Neben Carbon Leakage sind u.a. die Ausgestaltung eines Fonds zur Förderung Innovativer Technologien im Bereich Erneuerbarer Energien, der Industrie und bei Carbon Capture & Storage (CCS) Themen der Verhandlungen.
Quellen: Ian Duncan, FutureCamp
 

EuGH-Urteil zum Korrekturfaktor

Der Europäische Gerichtshof hat am 28. April 2016 das mit großem Interesse erwartete Urteil im Verfahren um die Festlegung des sektorübergreifenden Korrekturfaktors (CSCF: cross sectoral Correction Factor) veröffentlicht. Das Gericht erklärte die Festlegung des Korrekturfaktors für unwirksam. Der EU-Kommission wurde eine Frist von 10 Monaten für eine Neufestlegung des Korrekturfaktors gesetzt.
 
Diese Neufestlegung dürfte jedoch zu einer Verschärfung des Korrekturfaktors führen, und nicht, wie von der europäischen Industrie erhofft, zu einer Herabsetzung.
 
Derzeit ist allerdings noch unklar, welche Auswirkungen das Urteil konkret haben wird. Denn einerseits wird der verschärfte Korrekturfaktor aller Voraussicht nach zu einer Kürzung der kostenlosen Zuteilung führen, und zwar noch in der laufenden Handelsperiode.

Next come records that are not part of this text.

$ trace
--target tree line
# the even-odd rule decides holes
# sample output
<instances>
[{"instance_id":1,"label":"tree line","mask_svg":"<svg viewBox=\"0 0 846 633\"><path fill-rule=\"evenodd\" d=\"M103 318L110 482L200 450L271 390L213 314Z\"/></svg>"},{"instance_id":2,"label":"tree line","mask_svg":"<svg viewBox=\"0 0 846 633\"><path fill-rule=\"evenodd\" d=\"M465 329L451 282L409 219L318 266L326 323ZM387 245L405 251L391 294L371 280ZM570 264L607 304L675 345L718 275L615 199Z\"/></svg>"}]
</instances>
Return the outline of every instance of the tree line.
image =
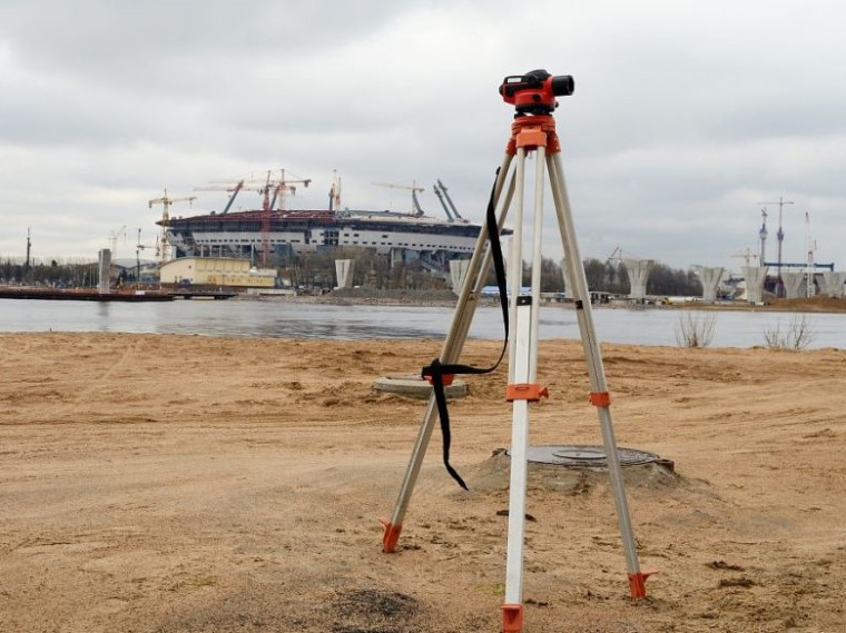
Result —
<instances>
[{"instance_id":1,"label":"tree line","mask_svg":"<svg viewBox=\"0 0 846 633\"><path fill-rule=\"evenodd\" d=\"M314 289L332 289L335 284L335 260L353 259L355 269L353 284L370 286L378 289L441 289L446 288L446 280L433 275L420 261L391 265L387 257L373 250L353 248L334 248L319 253L299 254L292 257L281 276L294 286ZM601 261L588 258L583 261L588 288L594 291L627 295L629 293L629 276L626 265L621 261ZM96 287L98 283L97 263L80 263L50 259L26 263L12 258L0 259L0 284L45 285L59 287ZM126 280L131 283L135 270L125 271ZM531 284L532 268L523 263L522 284ZM489 273L486 283L495 285L493 270ZM564 293L563 269L559 263L549 257L541 260L541 291ZM699 296L702 286L697 274L691 270L673 269L663 264L656 264L647 281L647 293L658 296Z\"/></svg>"}]
</instances>

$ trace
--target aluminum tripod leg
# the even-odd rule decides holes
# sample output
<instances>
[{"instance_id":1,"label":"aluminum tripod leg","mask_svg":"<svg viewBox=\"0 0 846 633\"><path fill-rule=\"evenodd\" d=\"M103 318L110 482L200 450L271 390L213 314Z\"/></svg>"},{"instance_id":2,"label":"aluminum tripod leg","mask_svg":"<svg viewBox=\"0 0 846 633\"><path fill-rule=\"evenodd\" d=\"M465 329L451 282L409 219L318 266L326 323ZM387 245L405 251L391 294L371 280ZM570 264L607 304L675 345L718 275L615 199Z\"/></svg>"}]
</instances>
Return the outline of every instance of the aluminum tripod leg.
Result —
<instances>
[{"instance_id":1,"label":"aluminum tripod leg","mask_svg":"<svg viewBox=\"0 0 846 633\"><path fill-rule=\"evenodd\" d=\"M541 261L543 243L543 154L534 174L534 212L532 216L532 260ZM514 259L522 267L522 224L525 180L525 149L517 150L517 212L514 227ZM509 484L509 531L505 561L505 602L502 605L502 630L520 632L523 625L523 545L525 543L525 488L529 448L529 403L537 402L541 392L538 376L538 325L541 266L532 266L531 296L520 295L521 276L512 269L511 315L514 324L509 340L509 387L506 399L512 403L511 481ZM545 394L545 389L543 390Z\"/></svg>"},{"instance_id":2,"label":"aluminum tripod leg","mask_svg":"<svg viewBox=\"0 0 846 633\"><path fill-rule=\"evenodd\" d=\"M494 209L499 208L499 202L502 198L502 189L506 180L512 158L513 157L510 154L505 154L502 166L500 167L491 201ZM508 191L505 192L504 204L498 215L496 226L500 230L505 221L505 215L514 192L513 185L514 182L512 179ZM468 266L468 273L464 277L461 294L459 295L450 330L444 340L443 348L441 349L441 356L439 359L443 364L458 362L461 350L464 347L464 342L466 340L468 332L470 330L470 325L473 320L473 315L475 314L476 303L481 295L482 287L484 286L484 277L491 267L491 250L485 247L486 241L488 227L486 225L483 225L473 250L473 256L470 259L470 265ZM384 526L384 534L382 537L383 552L390 553L396 547L396 542L400 538L403 520L405 517L405 511L409 507L411 495L414 492L414 486L417 482L420 468L423 465L423 457L426 454L429 443L432 438L432 432L434 431L436 418L437 406L435 403L435 396L432 394L429 398L420 431L417 432L417 438L412 451L411 461L405 471L405 476L403 477L400 494L394 504L393 512L391 513L391 518L381 520L382 525Z\"/></svg>"},{"instance_id":3,"label":"aluminum tripod leg","mask_svg":"<svg viewBox=\"0 0 846 633\"><path fill-rule=\"evenodd\" d=\"M588 362L591 403L597 407L597 415L599 416L599 424L602 432L602 443L608 459L608 474L613 488L617 518L620 525L620 535L622 537L626 563L629 572L629 587L632 597L645 597L646 578L649 576L649 573L641 572L640 563L638 562L637 544L634 542L634 533L631 526L629 504L626 498L622 468L620 467L620 457L617 453L617 441L614 439L613 425L611 424L611 412L609 408L611 400L608 396L606 372L602 365L602 356L599 349L599 344L597 343L597 336L593 330L593 315L591 311L588 281L584 277L584 268L581 264L581 256L579 255L579 247L576 240L576 230L573 228L572 216L570 212L570 200L567 195L564 174L561 167L561 156L559 152L547 156L547 167L549 169L552 198L558 215L559 230L561 231L561 241L564 247L568 281L573 298L576 299L576 314L579 322L584 356Z\"/></svg>"}]
</instances>

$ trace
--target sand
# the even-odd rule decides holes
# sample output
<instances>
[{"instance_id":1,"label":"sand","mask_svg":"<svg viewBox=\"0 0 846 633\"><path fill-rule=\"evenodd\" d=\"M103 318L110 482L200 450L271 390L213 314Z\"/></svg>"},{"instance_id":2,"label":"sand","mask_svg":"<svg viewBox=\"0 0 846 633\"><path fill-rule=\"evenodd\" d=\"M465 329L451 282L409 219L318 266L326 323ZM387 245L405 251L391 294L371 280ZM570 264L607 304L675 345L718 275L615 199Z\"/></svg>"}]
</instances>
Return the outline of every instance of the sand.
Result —
<instances>
[{"instance_id":1,"label":"sand","mask_svg":"<svg viewBox=\"0 0 846 633\"><path fill-rule=\"evenodd\" d=\"M468 343L486 364L495 342ZM0 335L0 630L499 631L504 373L468 377L397 550L437 340ZM524 631L846 631L846 352L602 347L648 596L603 474L533 469ZM544 342L531 443L601 444L579 342Z\"/></svg>"}]
</instances>

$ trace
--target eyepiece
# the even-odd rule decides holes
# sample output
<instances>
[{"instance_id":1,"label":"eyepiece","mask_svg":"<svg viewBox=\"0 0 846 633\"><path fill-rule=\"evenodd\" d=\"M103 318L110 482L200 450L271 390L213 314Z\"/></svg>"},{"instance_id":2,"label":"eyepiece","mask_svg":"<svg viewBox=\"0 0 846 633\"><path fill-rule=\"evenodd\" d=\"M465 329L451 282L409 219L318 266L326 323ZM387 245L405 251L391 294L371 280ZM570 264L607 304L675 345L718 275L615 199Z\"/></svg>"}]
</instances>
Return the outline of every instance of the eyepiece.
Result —
<instances>
[{"instance_id":1,"label":"eyepiece","mask_svg":"<svg viewBox=\"0 0 846 633\"><path fill-rule=\"evenodd\" d=\"M555 97L569 97L576 90L576 81L571 75L557 75L552 78L552 93Z\"/></svg>"}]
</instances>

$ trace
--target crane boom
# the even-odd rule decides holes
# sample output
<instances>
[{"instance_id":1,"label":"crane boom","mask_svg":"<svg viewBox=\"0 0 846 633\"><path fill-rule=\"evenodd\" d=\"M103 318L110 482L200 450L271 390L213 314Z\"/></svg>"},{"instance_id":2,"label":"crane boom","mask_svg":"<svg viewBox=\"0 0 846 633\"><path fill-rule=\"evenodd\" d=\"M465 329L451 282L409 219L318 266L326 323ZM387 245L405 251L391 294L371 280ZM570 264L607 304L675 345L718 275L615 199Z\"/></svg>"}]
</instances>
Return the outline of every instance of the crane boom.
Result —
<instances>
[{"instance_id":1,"label":"crane boom","mask_svg":"<svg viewBox=\"0 0 846 633\"><path fill-rule=\"evenodd\" d=\"M464 219L461 217L461 214L459 212L459 209L455 208L455 205L452 204L452 198L450 198L450 194L446 191L446 187L443 182L441 182L441 179L437 179L437 186L441 188L441 191L443 191L443 197L446 198L446 202L450 205L450 208L452 209L452 212L455 214L455 217L458 219Z\"/></svg>"},{"instance_id":2,"label":"crane boom","mask_svg":"<svg viewBox=\"0 0 846 633\"><path fill-rule=\"evenodd\" d=\"M414 216L422 216L423 209L420 206L420 200L417 200L417 194L422 194L425 191L423 187L417 187L416 180L412 181L412 186L409 187L407 185L397 185L395 182L371 182L372 185L375 185L376 187L387 187L390 189L406 189L411 191L411 212Z\"/></svg>"},{"instance_id":3,"label":"crane boom","mask_svg":"<svg viewBox=\"0 0 846 633\"><path fill-rule=\"evenodd\" d=\"M159 239L160 247L159 247L159 264L164 264L168 259L170 259L170 243L167 236L167 227L170 224L170 205L175 202L193 202L197 199L197 196L186 196L183 198L171 198L167 195L167 189L165 189L165 195L161 198L154 198L153 200L149 200L147 202L148 207L151 209L153 205L161 205L161 237Z\"/></svg>"}]
</instances>

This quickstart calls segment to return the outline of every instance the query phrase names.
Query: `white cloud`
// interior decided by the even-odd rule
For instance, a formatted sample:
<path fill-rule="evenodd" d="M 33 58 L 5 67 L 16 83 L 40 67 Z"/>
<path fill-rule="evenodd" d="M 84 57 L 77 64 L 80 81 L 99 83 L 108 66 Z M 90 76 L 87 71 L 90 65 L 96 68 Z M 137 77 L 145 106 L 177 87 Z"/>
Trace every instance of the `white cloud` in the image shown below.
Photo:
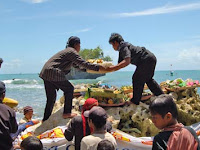
<path fill-rule="evenodd" d="M 10 62 L 3 63 L 3 65 L 4 65 L 4 68 L 7 68 L 8 70 L 9 69 L 16 69 L 16 68 L 21 67 L 22 61 L 20 59 L 14 59 Z"/>
<path fill-rule="evenodd" d="M 176 5 L 176 6 L 166 5 L 163 7 L 152 8 L 138 12 L 118 13 L 118 14 L 113 14 L 113 17 L 136 17 L 136 16 L 158 15 L 158 14 L 176 13 L 181 11 L 189 11 L 197 9 L 200 9 L 200 2 Z"/>
<path fill-rule="evenodd" d="M 178 54 L 178 61 L 183 63 L 200 64 L 200 47 L 182 50 Z"/>
<path fill-rule="evenodd" d="M 48 0 L 22 0 L 22 1 L 36 4 L 36 3 L 43 3 L 43 2 L 46 2 Z"/>

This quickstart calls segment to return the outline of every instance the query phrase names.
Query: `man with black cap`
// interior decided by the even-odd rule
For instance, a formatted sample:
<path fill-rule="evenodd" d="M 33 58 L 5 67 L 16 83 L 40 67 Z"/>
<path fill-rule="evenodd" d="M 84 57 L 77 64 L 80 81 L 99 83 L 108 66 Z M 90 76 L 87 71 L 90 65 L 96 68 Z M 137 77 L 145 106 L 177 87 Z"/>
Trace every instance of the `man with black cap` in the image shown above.
<path fill-rule="evenodd" d="M 98 143 L 102 140 L 109 140 L 115 147 L 117 143 L 115 138 L 106 131 L 107 113 L 99 106 L 94 106 L 84 115 L 89 117 L 89 126 L 93 129 L 91 135 L 83 137 L 81 141 L 81 150 L 96 150 Z"/>
<path fill-rule="evenodd" d="M 10 134 L 17 132 L 18 125 L 14 110 L 2 103 L 5 92 L 5 84 L 0 81 L 0 150 L 12 150 L 13 140 Z"/>
<path fill-rule="evenodd" d="M 132 103 L 139 105 L 145 83 L 155 96 L 163 94 L 162 89 L 153 79 L 157 60 L 152 52 L 145 47 L 134 46 L 125 42 L 118 33 L 111 34 L 109 43 L 113 46 L 114 50 L 119 51 L 119 58 L 118 64 L 108 67 L 108 71 L 117 71 L 129 64 L 136 65 L 136 70 L 132 76 Z"/>
<path fill-rule="evenodd" d="M 86 71 L 86 69 L 105 71 L 102 66 L 91 64 L 82 59 L 78 54 L 79 51 L 80 39 L 76 36 L 71 36 L 68 39 L 66 48 L 52 56 L 40 72 L 40 77 L 44 80 L 47 97 L 43 121 L 47 120 L 51 115 L 56 101 L 56 90 L 59 89 L 64 92 L 65 96 L 63 118 L 76 116 L 75 113 L 71 113 L 74 87 L 65 77 L 70 72 L 71 67 L 79 68 L 82 71 Z"/>

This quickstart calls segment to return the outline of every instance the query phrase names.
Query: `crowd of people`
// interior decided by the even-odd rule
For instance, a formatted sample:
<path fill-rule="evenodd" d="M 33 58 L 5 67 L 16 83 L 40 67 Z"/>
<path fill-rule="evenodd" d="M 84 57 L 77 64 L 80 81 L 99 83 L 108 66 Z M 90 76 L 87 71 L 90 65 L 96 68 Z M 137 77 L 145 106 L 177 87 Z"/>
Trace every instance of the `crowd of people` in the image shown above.
<path fill-rule="evenodd" d="M 125 42 L 118 33 L 112 33 L 109 43 L 118 51 L 118 64 L 107 68 L 98 64 L 91 64 L 79 56 L 80 38 L 72 36 L 68 39 L 66 48 L 52 56 L 42 68 L 39 76 L 44 81 L 46 92 L 46 106 L 42 122 L 50 117 L 56 101 L 57 90 L 62 90 L 65 97 L 63 119 L 72 118 L 64 136 L 68 141 L 75 138 L 75 150 L 114 150 L 117 148 L 115 138 L 109 133 L 112 125 L 107 121 L 106 111 L 98 106 L 98 100 L 89 98 L 85 101 L 81 116 L 72 113 L 73 85 L 65 75 L 71 67 L 82 71 L 94 70 L 112 72 L 128 66 L 136 65 L 132 76 L 133 98 L 128 104 L 139 105 L 144 84 L 157 96 L 149 106 L 152 122 L 161 130 L 153 139 L 153 150 L 195 150 L 199 149 L 199 141 L 194 130 L 184 127 L 177 121 L 177 107 L 173 98 L 163 93 L 159 84 L 153 79 L 156 67 L 155 55 L 145 47 L 134 46 Z M 0 59 L 0 67 L 3 59 Z M 10 150 L 21 148 L 22 150 L 42 150 L 41 141 L 30 136 L 21 144 L 13 147 L 13 140 L 28 126 L 38 123 L 33 120 L 33 108 L 24 107 L 24 118 L 17 124 L 15 112 L 2 103 L 6 93 L 6 87 L 0 81 L 0 149 Z M 178 144 L 177 144 L 178 143 Z"/>

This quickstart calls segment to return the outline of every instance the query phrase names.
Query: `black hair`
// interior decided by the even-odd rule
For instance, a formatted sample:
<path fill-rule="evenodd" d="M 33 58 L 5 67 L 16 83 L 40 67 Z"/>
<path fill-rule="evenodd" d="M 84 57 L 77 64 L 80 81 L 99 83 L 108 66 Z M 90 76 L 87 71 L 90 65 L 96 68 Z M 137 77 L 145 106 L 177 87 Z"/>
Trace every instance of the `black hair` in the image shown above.
<path fill-rule="evenodd" d="M 80 38 L 77 37 L 77 36 L 71 36 L 69 37 L 68 41 L 67 41 L 67 45 L 66 45 L 66 48 L 67 47 L 73 47 L 75 46 L 75 44 L 80 44 Z"/>
<path fill-rule="evenodd" d="M 115 147 L 112 142 L 108 140 L 102 140 L 99 142 L 97 150 L 115 150 Z"/>
<path fill-rule="evenodd" d="M 109 43 L 111 44 L 111 43 L 114 43 L 115 41 L 120 43 L 121 41 L 124 41 L 124 39 L 119 33 L 112 33 L 109 38 Z"/>
<path fill-rule="evenodd" d="M 35 136 L 29 136 L 25 138 L 20 147 L 23 147 L 25 150 L 43 150 L 42 142 Z"/>
<path fill-rule="evenodd" d="M 152 114 L 160 114 L 162 118 L 164 118 L 168 112 L 172 114 L 173 118 L 177 119 L 178 117 L 176 103 L 172 96 L 168 94 L 159 95 L 150 103 L 149 110 Z"/>

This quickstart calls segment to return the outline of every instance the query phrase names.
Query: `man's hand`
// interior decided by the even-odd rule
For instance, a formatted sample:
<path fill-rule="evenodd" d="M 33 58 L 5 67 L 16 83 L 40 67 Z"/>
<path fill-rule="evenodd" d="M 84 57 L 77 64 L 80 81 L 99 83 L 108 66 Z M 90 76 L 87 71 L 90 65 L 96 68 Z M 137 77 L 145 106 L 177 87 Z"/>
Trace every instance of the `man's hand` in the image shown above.
<path fill-rule="evenodd" d="M 115 71 L 115 66 L 109 66 L 108 68 L 106 68 L 106 71 Z"/>

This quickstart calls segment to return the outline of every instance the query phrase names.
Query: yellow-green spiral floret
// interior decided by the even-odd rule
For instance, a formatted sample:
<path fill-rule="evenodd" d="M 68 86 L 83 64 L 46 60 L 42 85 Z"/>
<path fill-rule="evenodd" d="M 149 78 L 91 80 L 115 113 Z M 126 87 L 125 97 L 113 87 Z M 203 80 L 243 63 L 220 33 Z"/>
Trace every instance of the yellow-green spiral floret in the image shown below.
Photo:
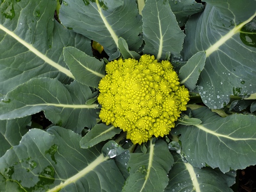
<path fill-rule="evenodd" d="M 105 70 L 98 97 L 102 122 L 127 132 L 134 144 L 168 134 L 189 99 L 170 62 L 143 55 L 110 62 Z"/>

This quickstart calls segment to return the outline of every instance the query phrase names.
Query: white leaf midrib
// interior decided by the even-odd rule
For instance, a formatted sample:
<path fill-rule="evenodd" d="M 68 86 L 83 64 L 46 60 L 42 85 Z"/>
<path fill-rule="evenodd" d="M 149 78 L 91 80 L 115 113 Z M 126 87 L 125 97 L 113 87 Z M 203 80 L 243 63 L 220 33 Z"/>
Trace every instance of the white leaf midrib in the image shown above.
<path fill-rule="evenodd" d="M 74 76 L 72 75 L 71 72 L 68 69 L 62 67 L 58 63 L 50 59 L 45 54 L 44 54 L 40 52 L 39 52 L 38 50 L 37 50 L 36 48 L 33 47 L 32 45 L 29 44 L 29 43 L 25 41 L 24 40 L 22 39 L 20 37 L 19 37 L 13 32 L 10 31 L 9 29 L 8 29 L 7 28 L 6 28 L 4 26 L 1 24 L 0 24 L 0 29 L 4 31 L 5 33 L 6 33 L 7 34 L 10 35 L 12 38 L 16 40 L 20 44 L 23 45 L 24 47 L 26 47 L 30 51 L 33 53 L 37 57 L 39 57 L 42 60 L 44 60 L 46 62 L 47 62 L 49 65 L 57 69 L 60 72 L 65 74 L 67 76 L 72 78 L 73 79 L 75 79 Z"/>

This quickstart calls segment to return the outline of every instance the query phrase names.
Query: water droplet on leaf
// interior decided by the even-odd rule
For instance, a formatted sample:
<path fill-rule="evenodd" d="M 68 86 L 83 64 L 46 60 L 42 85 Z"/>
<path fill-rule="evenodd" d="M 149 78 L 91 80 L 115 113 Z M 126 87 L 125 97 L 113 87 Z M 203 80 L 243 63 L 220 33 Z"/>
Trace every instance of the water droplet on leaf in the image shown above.
<path fill-rule="evenodd" d="M 117 152 L 116 152 L 116 150 L 114 148 L 110 150 L 109 152 L 109 153 L 108 154 L 108 155 L 110 157 L 110 158 L 114 158 L 117 155 Z"/>

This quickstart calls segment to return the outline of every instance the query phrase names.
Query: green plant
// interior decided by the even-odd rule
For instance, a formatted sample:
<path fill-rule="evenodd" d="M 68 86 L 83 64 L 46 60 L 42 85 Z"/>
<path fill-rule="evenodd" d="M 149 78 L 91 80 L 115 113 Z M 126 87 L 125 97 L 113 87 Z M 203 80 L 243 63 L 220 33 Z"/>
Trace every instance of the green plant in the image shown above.
<path fill-rule="evenodd" d="M 255 2 L 205 2 L 0 0 L 0 191 L 232 191 L 256 164 Z M 142 54 L 170 61 L 190 101 L 139 145 L 97 98 L 105 64 Z"/>

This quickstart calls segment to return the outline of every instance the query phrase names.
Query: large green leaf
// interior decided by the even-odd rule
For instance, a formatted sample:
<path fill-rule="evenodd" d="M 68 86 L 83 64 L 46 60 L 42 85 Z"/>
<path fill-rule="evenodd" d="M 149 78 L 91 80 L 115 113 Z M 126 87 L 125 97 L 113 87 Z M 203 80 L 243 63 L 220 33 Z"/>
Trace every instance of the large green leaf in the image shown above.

Doch diese Kürzung darf nicht rückwirkend erfolgen, stellte das Gericht klar. Mit der Frist bis 28. Februar 2017, die das Gericht der EU-Kommission für die Neufestlegung gesetzt hat, gilt es zudem als wenig wahrscheinlich, dass dies bereits Folgen für die kostenlose Zuteilung 2017 haben kann. Es geht also um die Jahre 2018 bis 2020.
 
Zum EuGH-Urteil hatte die DEHSt bereits am 4. Mai 2016 ein Mailing an alle deutschen Anlagenbetreiber versandt.